Le macchine che comunemente chiamiamo ‘droni’ andrebbero in realtà indicate come Unmanned aerial vehicles (Uav) o Aeromobili a pilotaggio remoto (Apr). E più in generale, per indicare l’insieme dei sistemi associati all’applicazione di Uav/Apr si usano i termini Unmanned aerial systems (Uas) o Sistemi aeromobili a pilotaggio remoto (Sapr) che indicano l’insieme di piattaforma, stazione di terra, pilota e sistema di gestione dei dati. Circa 650 aziende hanno chiesto un’autorizzazione all’Enac per svolgere attività con i droni sul territorio italiano da gennaio 2016 a fine 2019. I settori più rappresentati sono Media (19% delle registrazioni) e grandi opere (13%).
Un mercato in evoluzione
Si possono distinguere due tipi di realtà e attività: grandi aziende, con un fatturato superiore ai 50 milioni di euro, che possiedono diversi droni, formano personale interno e si occupano prevalentemente di svolgere rilievi, mappature, ispezioni e monitoraggio in ambito Utility o grandi opere. E, oppure, aziende più piccole (anche individuali) che possiedono tendenzialmente un solo drone con cui realizzano foto e video a scopi promozionali.

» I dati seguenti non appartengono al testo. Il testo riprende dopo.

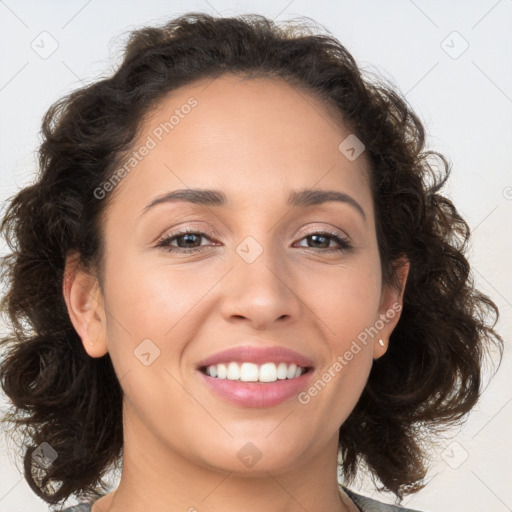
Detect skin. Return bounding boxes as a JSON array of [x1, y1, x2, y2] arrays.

Secondo le analisi del settore realizzate dall’Osservatorio della School of Management del Politecnico di Milano, oltre la metà delle imprese della filiera (55%) risiede nel Nord Italia, e in particolare nel Nord-Ovest (32%), con la Lombardia che fa da padrona (il 20% delle aziende censite ha sede in questa regione), seguita da Lazio (12%) ed Emilia-Romagna (9%). Nel Lazio e in Emilia-Romagna stanno proliferando centri di addestramento per operatori e zone di volo dedicate alle attività di testing e sperimentazione, che incentivano la nascita di nuove di imprese.
In Italia, l’86% delle aziende della filiera è un operatore: questo ruolo è quello più facilmente accessibile nel mercato, in quanto non richiede forte competenza tecnica o ingenti investimenti, necessari invece per tutte le tipologie di produttori. Gli operatori sono in genere piccole aziende (il 94% di essi ha meno di 50 dipendenti), che si occupano prevalentemente di riprese aeree (64% degli operatori).

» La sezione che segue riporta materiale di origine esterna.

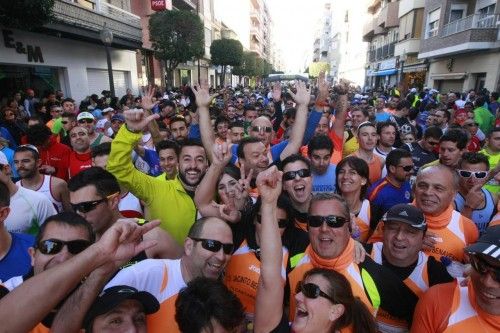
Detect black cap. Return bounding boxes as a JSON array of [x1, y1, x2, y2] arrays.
[[382, 204, 427, 231], [83, 286, 160, 328], [465, 225, 500, 260]]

Il 5% delle imprese della filiera è rappresentato invece da produttori di piattaforma tecnologica: questi, escludendo i grandi colossi che operano a livello internazionale e realizzano macchine anche di grandi dimensioni e con configurazioni alternative, sono principalmente specializzati sulla realizzazione di multirotori, in particolare quadricotteri (per l’89% dei produttori), Seguono i produttori di software, che rappresentano il 4% delle imprese della filiera.
“Siamo in una fase di forte discontinuità”, rimarca Laurent Sissmann, senior vice president Unmanned systems di Leonardo. Che spiega: “Da un lato, il settore civile sta entrando nelle fasi più calde della sua crescita, con tecnologia e struttura industriale che stanno evolvendo rapidamente. Dall’altro, il mercato dell’hardware è dominato da produttori stranieri e il mercato delle applicazioni più tradizionali si sta avviando a saturazione. È quindi più che mai importante investire in ricerca e sviluppo, per non farsi trovare impreparati di fronte alle nuove sfide tecnologiche e applicative che aspettano il settore nei prossimi anni”.

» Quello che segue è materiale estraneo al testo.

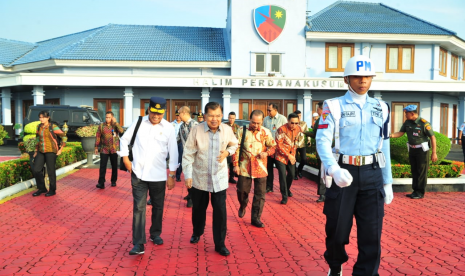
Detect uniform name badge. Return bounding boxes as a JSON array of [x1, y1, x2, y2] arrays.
[[376, 152, 386, 168], [421, 142, 429, 151]]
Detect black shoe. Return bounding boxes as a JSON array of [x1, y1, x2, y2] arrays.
[[45, 191, 57, 197], [32, 190, 47, 196], [190, 235, 200, 243], [252, 220, 265, 228], [215, 246, 231, 256], [129, 244, 145, 255], [328, 266, 342, 276], [150, 236, 163, 245], [238, 208, 245, 218]]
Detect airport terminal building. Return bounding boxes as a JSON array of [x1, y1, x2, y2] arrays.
[[0, 0, 465, 138]]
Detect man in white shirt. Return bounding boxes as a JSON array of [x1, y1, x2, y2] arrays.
[[118, 97, 178, 255], [182, 102, 238, 256]]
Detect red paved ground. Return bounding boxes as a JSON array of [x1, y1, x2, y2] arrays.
[[0, 169, 465, 276]]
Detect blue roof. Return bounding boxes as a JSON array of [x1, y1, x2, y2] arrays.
[[6, 24, 228, 66], [0, 38, 36, 65], [307, 1, 457, 36]]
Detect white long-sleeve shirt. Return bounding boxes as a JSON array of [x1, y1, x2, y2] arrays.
[[118, 116, 179, 182]]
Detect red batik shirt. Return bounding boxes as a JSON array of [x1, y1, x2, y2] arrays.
[[232, 127, 276, 178], [275, 124, 302, 165], [95, 123, 123, 154]]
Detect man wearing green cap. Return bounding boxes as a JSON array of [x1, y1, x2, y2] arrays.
[[390, 105, 438, 199]]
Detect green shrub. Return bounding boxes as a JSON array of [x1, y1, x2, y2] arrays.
[[0, 143, 87, 189], [24, 121, 40, 134], [390, 131, 451, 165]]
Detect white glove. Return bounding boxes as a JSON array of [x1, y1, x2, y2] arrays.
[[384, 184, 394, 204], [328, 165, 354, 188]]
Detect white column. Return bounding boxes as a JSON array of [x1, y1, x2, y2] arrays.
[[2, 88, 12, 126], [302, 90, 313, 127], [373, 91, 383, 100], [32, 85, 45, 105], [201, 87, 210, 112], [124, 87, 134, 127], [15, 93, 24, 135], [223, 88, 231, 119]]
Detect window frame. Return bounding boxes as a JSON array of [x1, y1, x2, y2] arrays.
[[450, 53, 459, 80], [439, 47, 448, 77], [386, 44, 415, 74], [325, 42, 355, 72]]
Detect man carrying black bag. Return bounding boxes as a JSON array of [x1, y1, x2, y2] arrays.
[[118, 97, 178, 255]]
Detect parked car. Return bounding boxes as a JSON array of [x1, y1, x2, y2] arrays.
[[24, 105, 102, 137]]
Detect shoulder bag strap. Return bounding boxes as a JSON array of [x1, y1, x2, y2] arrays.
[[129, 116, 142, 147]]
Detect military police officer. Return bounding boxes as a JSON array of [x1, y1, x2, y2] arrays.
[[391, 105, 438, 199], [316, 56, 394, 275]]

Investimenti e ricerca non decollano
Investire in attività di Ricerca e Sviluppo (R&S) è fondamentale in ogni settore industriale per garantire la sostenibilità di lungo periodo e cogliere le opportunità offerte dallo sviluppo delle tecnologie digitali. Ma attualmente nella filiera dei droni gli investimenti dedicati sono ancora limitati: il 23% delle aziende non investe in R&S, il 38% investe nel settore meno del 20% della propria quota di R&S e il 14% investe meno del 40%. È evidente come queste imprese stiano finanziando le attività e le spese correnti, ma non il proprio sviluppo futuro.
Tutti coloro che investono una quota della propria spesa in R&S nel settore dei droni utilizzano del tutto o in parte risorse proprie e nell’88% dei casi svolgono le attività di R&S solo internamente.
Occorre più Open innovation
“Questo non è un aspetto positivo”, osserva Stefano Giovannini, project manager del progetto Diode presso l’Enav, “in quanto da un lato riduce drasticamente il budget destinabile agli investimenti, che potrebbe invece essere molto più cospicuo se queste imprese si aprissero al mercato, e dall’altro limita la capacità innovativa delle imprese, che sarebbe molto maggiore se lavorassero in ottica di Open innovation”, e si affidassero a Università e centri di ricerca (a cui attualmente si appoggia solo il 27% delle aziende).
“Quello dei droni professionali in Italia è un settore nascente con un mercato ancora piccolo, ma con un grande potenziale”, sottolinea Paola Olivares, project manager dell’Osservatorio Droni: “nella filiera italiana, però, è da sottolineare come ben il 23% delle aziende dell’offerta non investa in ricerca e sviluppo, che rappresenta un elemento fondamentale per garantire la sostenibilità di lungo periodo e cogliere tutte le opportunità offerte dallo sviluppo delle tecnologie digitali”.